肝癌、肠癌、胃癌、乳腺癌、宫颈癌、视网膜母细胞瘤共15株细胞系HNRNPAB1的表达量均显著高于HNRNPAB2(表2)，均以HNRNPAB1表达为主，HNRNPAB1平均灰度值为10011.00，HNRNPAB2为5839.37，平均AB1/AB2值为1.79。其他恶性肿瘤细胞株的平均AB1/AB2值显著高于胰腺癌细胞株的平均AB1/AB2值，差异有统计学意义(1.79比0.67，t=6.13，P<0.010)。

表2 15株其他恶性肿瘤细胞系HNRNPAB剪切体灰度值

3．胰腺肿瘤组织HNRNPAB两种剪切体的表达：17例胰腺肿瘤组织HNRNPAB1、HNRNPAB2剪切体电泳图见图1。6例胰腺良性肿瘤均以HNRNPAB2表达为主，HNRNPAB1平均灰度值为2 981，HNRNPAB2为6 137，平均AB1/AB2值为0.35(表3)。6例为低度恶性胰腺癌中，HNRNPAB2的灰度值均显著高于HNRNPAB1，以HNRNPAB2表达为主。HNRNPAB1平均灰度值为2 412，HNRNPAB2为5 575，平均AB1/AB2值为0.41(表4)。5例高度恶性胰腺癌组织中，3例HNRNPAB2的灰度值略高于HNRNPAB1，差异无统计学意义，以HNRNPAB2表达为主；1例导管腺癌伴腹腔转移灶组织及1例神经内分泌癌伴肝转移组织HNRNPAB2灰度值低于HNRNPAB1(P值分别为0.001、0.432，表4)。HNRNPAB1平均灰度值为9 444，HNRNPAB2为9 535，平均AB1/AB2值为1.10。高度恶性肿瘤的AB1/AB2显著高于低度恶性肿瘤及良性肿瘤，差异均有统计学意义(t值分别为3.05、2.95，P值分别为0.013、0.016)，而低度恶性肿瘤与良性肿瘤的差异无统计学意义。

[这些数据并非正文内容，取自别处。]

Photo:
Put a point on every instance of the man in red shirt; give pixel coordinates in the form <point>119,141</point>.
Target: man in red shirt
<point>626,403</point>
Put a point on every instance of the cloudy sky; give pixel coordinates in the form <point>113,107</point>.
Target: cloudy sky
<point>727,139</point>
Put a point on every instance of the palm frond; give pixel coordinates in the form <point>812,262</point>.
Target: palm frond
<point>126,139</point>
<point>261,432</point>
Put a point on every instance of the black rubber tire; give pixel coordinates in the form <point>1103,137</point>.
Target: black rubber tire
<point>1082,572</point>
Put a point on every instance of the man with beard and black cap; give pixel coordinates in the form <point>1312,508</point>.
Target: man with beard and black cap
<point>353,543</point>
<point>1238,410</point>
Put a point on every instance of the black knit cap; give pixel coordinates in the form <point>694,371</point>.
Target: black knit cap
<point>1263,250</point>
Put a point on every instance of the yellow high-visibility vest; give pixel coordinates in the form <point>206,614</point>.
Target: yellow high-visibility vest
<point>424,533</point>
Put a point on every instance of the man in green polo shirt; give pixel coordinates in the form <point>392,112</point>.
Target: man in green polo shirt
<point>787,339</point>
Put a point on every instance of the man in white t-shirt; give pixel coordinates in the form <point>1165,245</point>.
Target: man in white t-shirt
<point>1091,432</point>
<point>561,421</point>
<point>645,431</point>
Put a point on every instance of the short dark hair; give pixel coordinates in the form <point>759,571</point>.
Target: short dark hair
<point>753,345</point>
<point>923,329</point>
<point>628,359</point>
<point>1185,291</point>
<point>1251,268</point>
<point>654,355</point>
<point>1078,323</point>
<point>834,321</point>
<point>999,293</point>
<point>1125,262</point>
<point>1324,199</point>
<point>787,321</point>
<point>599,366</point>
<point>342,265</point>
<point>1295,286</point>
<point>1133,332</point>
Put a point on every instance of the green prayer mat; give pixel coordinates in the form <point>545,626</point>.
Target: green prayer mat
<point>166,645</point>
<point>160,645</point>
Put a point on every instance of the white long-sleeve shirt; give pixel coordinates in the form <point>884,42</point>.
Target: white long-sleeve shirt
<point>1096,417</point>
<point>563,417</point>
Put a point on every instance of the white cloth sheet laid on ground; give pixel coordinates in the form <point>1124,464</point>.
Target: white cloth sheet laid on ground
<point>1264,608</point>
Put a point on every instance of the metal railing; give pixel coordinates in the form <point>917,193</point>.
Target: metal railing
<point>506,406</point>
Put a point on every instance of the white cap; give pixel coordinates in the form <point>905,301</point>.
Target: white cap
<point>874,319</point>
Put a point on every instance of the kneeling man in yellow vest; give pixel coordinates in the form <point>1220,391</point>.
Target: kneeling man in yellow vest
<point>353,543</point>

注：1、2、3、5、7、8、9、10、12、13、15为胰腺癌；4、6为胰腺神经内分泌瘤；11为微囊性腺瘤；14、16为胰腺实性假乳头状瘤；17为黏液性囊性瘤图1 17例胰腺肿瘤组织HNRNPAB1、HNRNPAB2剪切体电泳图

表3 6例胰腺良性肿瘤组织HNRNPAB剪切体灰度值

表4 11例胰腺癌组织HNRNPAB剪切体灰度值

4．胰腺癌组织HNRNPAB两种剪切体表达量比值与肿瘤临床病理参数的相关性：以11例胰腺癌组织AB1/AB2中位数为界，将其分为AB1/AB2<0.7组和≥0.7组，结果显示，两组的差异与临床分期显著相关，而与患者年龄、性别、肿瘤病理分级、T分期、淋巴结转移均无相关性(表5)。

表5 胰腺癌组织HNRNPAB两种剪切体灰度值比与肿瘤临床病理参数的相关性

讨论HNRNPAB蛋白结构上含有两个串联的RNA结合域(RNA Binding Domain，RBD)以及保守的N端和C端的结构域，C末端的结构域富含甘氨酸，一般称为辅助结构域，负责与其他HNRNPs相互作用[9-10]。RNA结合的特异性主要是由蛋白质的3D结构介导，RBD周围的结构区域微调RNA与蛋白质的相互作用[11]。HNRNPAB1含有8个外显子，编码322个氨基酸的蛋白质，分子量约为36 000；HNRNPAB2的辅助结构域缺少1个约140 bp外显子，编码285个氨基酸的蛋白质，分子量约为30 000。辅助结构域的不同，可能影响其功能。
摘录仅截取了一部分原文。